Ne vous trompez pas de genre, Sallis utilise bien certaines formes du roman policier mais c’est aussi pour écrire des romans qui, les années passant, s’éloignent de plus en plus du polar pour aller vers un Noir beaucoup plus universel et en même temps très intime. Par le passé, que ce soit avec la brillante série Lew Griffin dans la chaleur de la Nouvelle Orléans ou avec les romans de la série John Turner plantés dans le Tennessee rural dont le décor a dû particulièrement éclairer ce spécialiste de la musique traditionnelle américaine, Sallis met toujours en scène des héros solitaires particulièrement tourmentés et ce sont ces tourments qui entretiennent un suspense souvent terrifiant par leurs non-dits, leurs interrogations, leurs points de suspension. Lire Sallis n’est jamais de tout repos. Les interrogations du héros viennent souvent frapper de plein fouet le lecteur, le plongeant parfois dans un désarroi solidaire. Ces personnages, y compris celui de “Drive” sont finement, expertement dessinés et s’avèrent de grands témoins de la comédie, de la tragédie humaine.
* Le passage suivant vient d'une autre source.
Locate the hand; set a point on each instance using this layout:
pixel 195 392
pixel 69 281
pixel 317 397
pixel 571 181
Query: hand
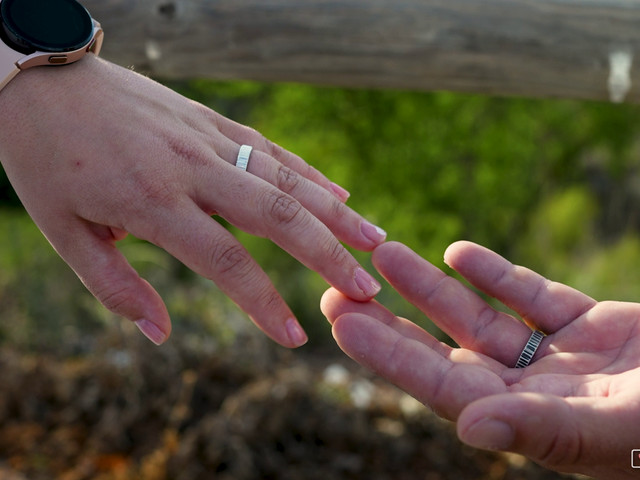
pixel 575 408
pixel 95 151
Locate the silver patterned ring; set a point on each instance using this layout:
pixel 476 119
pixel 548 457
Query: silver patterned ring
pixel 530 349
pixel 243 157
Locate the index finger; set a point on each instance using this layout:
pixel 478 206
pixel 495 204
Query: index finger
pixel 458 311
pixel 446 386
pixel 547 305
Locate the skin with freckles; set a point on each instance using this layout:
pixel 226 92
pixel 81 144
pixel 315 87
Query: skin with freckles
pixel 96 151
pixel 575 408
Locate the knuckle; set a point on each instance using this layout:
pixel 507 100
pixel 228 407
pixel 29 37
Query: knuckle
pixel 155 191
pixel 339 210
pixel 282 209
pixel 231 258
pixel 337 253
pixel 269 299
pixel 287 180
pixel 114 299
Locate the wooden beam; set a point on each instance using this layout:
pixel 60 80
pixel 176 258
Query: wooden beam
pixel 587 49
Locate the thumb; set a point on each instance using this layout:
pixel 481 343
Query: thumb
pixel 565 434
pixel 107 274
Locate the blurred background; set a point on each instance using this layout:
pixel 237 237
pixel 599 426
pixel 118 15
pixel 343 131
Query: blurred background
pixel 550 184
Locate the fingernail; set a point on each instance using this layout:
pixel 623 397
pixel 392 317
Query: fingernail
pixel 489 434
pixel 339 192
pixel 369 285
pixel 151 331
pixel 373 233
pixel 296 333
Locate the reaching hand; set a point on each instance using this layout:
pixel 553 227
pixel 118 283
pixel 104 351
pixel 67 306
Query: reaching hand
pixel 574 408
pixel 95 151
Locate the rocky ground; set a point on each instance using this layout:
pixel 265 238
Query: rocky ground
pixel 247 412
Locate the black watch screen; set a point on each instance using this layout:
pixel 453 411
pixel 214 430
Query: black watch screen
pixel 46 25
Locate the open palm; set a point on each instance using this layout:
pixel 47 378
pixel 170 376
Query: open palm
pixel 575 408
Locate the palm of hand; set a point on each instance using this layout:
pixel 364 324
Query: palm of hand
pixel 574 408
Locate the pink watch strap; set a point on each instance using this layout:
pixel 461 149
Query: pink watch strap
pixel 8 64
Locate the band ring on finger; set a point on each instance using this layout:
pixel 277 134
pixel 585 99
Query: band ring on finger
pixel 530 349
pixel 242 162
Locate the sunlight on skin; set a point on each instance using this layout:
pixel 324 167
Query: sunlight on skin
pixel 574 408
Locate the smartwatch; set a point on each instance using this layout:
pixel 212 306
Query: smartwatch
pixel 44 32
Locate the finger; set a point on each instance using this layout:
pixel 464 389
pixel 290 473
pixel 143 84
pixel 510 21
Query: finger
pixel 567 434
pixel 91 253
pixel 346 224
pixel 210 250
pixel 458 311
pixel 445 386
pixel 334 304
pixel 243 135
pixel 547 305
pixel 260 209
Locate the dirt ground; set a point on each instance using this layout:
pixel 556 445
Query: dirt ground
pixel 134 411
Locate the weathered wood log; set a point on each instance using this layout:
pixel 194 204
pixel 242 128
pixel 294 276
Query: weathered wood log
pixel 539 48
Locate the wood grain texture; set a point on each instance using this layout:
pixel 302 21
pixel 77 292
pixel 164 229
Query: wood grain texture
pixel 538 48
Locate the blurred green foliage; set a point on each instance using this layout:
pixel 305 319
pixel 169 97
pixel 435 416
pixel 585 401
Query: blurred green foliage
pixel 551 184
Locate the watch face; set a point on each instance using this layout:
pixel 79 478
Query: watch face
pixel 47 25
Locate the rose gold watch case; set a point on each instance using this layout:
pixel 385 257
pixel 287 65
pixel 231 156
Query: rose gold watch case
pixel 12 62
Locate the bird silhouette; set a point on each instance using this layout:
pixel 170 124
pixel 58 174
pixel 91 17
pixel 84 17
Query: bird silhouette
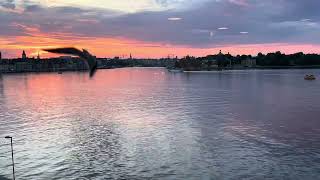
pixel 84 54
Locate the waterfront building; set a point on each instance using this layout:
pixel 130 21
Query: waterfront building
pixel 249 62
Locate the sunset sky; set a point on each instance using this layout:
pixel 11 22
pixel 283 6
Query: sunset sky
pixel 158 28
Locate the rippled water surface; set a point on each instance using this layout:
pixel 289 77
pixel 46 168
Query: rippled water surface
pixel 141 123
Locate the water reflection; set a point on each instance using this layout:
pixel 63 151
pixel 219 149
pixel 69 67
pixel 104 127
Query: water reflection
pixel 147 123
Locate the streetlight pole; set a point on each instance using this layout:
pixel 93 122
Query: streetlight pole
pixel 13 174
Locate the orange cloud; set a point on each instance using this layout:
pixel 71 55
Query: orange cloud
pixel 34 40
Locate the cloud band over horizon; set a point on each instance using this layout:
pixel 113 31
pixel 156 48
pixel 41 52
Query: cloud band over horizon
pixel 156 28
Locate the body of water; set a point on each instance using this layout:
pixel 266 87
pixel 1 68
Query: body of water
pixel 147 123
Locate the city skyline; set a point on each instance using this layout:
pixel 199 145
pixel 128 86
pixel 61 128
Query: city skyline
pixel 157 28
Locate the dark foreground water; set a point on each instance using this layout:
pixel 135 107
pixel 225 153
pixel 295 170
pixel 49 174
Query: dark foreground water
pixel 151 124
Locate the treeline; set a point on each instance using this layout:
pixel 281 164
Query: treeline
pixel 279 59
pixel 227 60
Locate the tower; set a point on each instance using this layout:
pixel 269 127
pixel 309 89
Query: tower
pixel 24 56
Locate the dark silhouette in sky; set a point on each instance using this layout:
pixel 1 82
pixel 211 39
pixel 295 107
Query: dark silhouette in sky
pixel 84 54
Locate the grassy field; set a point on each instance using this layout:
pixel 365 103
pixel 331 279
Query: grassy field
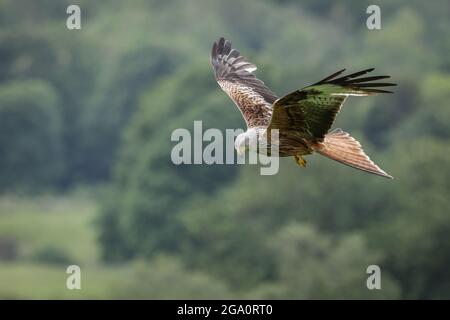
pixel 47 234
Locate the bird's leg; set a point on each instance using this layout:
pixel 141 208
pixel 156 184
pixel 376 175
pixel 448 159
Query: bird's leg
pixel 300 161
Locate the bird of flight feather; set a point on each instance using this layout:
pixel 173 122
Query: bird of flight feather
pixel 304 117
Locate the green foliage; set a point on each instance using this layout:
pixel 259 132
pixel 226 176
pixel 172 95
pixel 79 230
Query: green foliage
pixel 166 278
pixel 100 104
pixel 51 255
pixel 30 135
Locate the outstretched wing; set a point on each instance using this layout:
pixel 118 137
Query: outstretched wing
pixel 234 74
pixel 311 111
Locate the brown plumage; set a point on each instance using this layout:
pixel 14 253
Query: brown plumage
pixel 303 118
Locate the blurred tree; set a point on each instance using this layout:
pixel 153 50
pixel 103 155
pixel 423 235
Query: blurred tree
pixel 30 136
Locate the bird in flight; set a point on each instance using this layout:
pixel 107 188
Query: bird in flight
pixel 303 117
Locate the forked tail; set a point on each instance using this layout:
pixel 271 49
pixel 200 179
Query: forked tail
pixel 340 146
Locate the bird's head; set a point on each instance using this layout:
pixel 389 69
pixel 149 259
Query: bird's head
pixel 247 141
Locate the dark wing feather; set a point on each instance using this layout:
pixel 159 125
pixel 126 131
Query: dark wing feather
pixel 234 74
pixel 311 111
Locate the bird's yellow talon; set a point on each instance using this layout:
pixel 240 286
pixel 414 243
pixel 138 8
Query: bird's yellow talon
pixel 300 161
Son dernier roman paru en France en 2013,“Le tueur se meurt” avait obtenu le grand prix de la littérature policière et “Willnot” est dans la même lignée, décrivant la solitude, les solitudes, l’isolement voulu ou subi non plus dans le cadre de la grande ville de Phoenix en Arizona comme en 2013 mais dans l’intimité d’une petite ville ne possédant même pas un Walmart, le temps qui passe…

Et c’est dans ce symbole d’un immobilisme patent et constant de l’ Arizona profond que Sallis commence son roman avec un incipit insidieux, faussement détaché qui vous impose d’entrée, d’emblée ses cauchemars.

“ Nous découvrîmes les cadavres à trois kilomètres de la ville, près de l’ancienne carrière de gravier.”

Le roman est lancé mais pas le thriller que vous pourriez imaginer, la découverte d’un charnier contenant les ossements de plusieurs personnes à la périphérie de la ville n’étant qu’un MacGuffin cher à Hitchcock, propice par son écho dramatique et macabre à développer l’histoire de Lamar Hale, médecin à Willnot, d’effectuer une photographie douloureuse d’une population à l’arrêt, momifiée par le présent, terrifiée par l’avenir, apeurée par l’absence, torturée par les remords, des choix passé non faits.

“Certains conditionnels ont de quoi vous démolir”.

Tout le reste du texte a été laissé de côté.